Otro gran santo, que nos puede guiar, para no desesperarnos frente a nuestras deficiencias, es San Francisco de Sales, que tuvo siempre una gran compasión por la flaqueza humana. Todas sus enseñanzas muestran, que la gran santidad, a la que había llegado, lo ponía en condiciones de penetrar con una mirada muy profunda, el abismo de la miseria y endeblez, cavado en nosotros por el pecado original y los propios. Por eso advertía: “Uds. se quejan de que en sus vidas se entremezclan muchas imperfecciones y defectos, contrariando el deseo que tienen de la perfección y de la pureza del amor de nuestro Dios. Les respondo que no es posible desasirnos completamente de nosotros mismos. Mientras estemos aquí abajo, es necesario que nos soportemos siempre a nosotros mismos, hasta que Dios nos lleve al cielo. Mientras carguemos con nosotros mismos, no llevaremos cosa de gran valor.”[7]

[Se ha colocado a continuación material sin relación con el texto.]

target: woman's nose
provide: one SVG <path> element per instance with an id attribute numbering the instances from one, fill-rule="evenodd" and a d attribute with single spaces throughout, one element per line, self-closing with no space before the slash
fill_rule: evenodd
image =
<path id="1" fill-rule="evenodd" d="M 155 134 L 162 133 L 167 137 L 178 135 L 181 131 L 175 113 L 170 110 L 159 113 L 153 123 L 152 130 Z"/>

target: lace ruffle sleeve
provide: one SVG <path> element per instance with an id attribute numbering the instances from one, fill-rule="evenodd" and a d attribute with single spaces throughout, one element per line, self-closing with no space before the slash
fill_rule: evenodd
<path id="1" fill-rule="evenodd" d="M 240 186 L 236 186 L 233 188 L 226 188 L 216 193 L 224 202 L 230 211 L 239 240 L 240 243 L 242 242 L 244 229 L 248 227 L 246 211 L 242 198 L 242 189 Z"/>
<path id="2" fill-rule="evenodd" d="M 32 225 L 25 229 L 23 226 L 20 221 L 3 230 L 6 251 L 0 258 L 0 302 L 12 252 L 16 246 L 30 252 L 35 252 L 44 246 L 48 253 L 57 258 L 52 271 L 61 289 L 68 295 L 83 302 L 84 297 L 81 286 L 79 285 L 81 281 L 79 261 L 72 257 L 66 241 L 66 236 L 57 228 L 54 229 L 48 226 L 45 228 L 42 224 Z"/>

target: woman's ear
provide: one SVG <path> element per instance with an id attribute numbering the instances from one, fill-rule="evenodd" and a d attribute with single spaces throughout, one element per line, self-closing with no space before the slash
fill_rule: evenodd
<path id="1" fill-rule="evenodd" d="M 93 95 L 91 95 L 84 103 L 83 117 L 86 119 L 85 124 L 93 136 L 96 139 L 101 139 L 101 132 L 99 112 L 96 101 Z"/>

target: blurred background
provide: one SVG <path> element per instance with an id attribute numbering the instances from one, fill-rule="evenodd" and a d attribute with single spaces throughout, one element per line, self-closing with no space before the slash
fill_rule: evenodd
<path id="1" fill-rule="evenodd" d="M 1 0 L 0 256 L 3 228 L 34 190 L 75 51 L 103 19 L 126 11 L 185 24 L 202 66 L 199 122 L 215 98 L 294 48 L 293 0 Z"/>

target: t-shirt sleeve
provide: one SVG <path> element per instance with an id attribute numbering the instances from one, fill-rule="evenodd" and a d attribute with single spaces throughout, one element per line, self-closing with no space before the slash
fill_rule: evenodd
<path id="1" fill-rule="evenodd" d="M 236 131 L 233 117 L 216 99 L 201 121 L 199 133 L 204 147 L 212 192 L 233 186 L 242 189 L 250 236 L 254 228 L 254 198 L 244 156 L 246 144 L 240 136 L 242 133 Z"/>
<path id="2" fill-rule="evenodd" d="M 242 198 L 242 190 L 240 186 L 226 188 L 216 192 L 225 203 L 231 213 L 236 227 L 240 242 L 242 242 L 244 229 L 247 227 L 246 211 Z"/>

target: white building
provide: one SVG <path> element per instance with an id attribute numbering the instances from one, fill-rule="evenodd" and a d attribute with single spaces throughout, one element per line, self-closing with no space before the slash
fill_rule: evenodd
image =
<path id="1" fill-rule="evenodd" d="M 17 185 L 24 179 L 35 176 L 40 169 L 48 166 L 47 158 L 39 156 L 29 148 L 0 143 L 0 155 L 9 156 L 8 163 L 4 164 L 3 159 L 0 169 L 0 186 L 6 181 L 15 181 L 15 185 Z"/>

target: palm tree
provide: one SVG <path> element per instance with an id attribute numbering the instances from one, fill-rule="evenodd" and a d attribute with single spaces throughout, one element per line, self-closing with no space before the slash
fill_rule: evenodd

Otra reflexión, cargada de buen sentido: “Nuestra imperfección nos acompañará hasta la tumba. No podemos caminar sin caer en tierra. No es necesario caer y embarrarse; pero tampoco es necesario pensar en volar, porque somos pichones y todavía no tenemos alas”[8].”El alma que asciende del pecado a la devoción, es comparable al alba; cuando surge no hace desaparecer la oscuridad de golpe, sino poco a poco. Un aforismo dice que la curación que se hace lentamente es la más segura. Las enfermedades del alma vienen a caballo y corriendo, pero se van muy lerdas, como bueyes de carreta”[9].

Llegará a usar la ironía fina, para martillar más aún esta verdad. “Me preguntas, cómo podrías hacer para afirmar tu espíritu en Dios, de tal manera que nada pueda alejarlo de Él. Dos cosas son necesarias para eso: morir y salvarse. Porque después de esto ya no habrá más separación y tu espíritu estará indisolublemente adherido y unido a Dios”[10]. Con lo cual, prácticamente está enseñando, que mientras peregrinamos por este mundo, nuestra adhesión a Dios estará amenazada de retrocesos. Por lo cual, jamás estará permitido “dormirse en los laureles”.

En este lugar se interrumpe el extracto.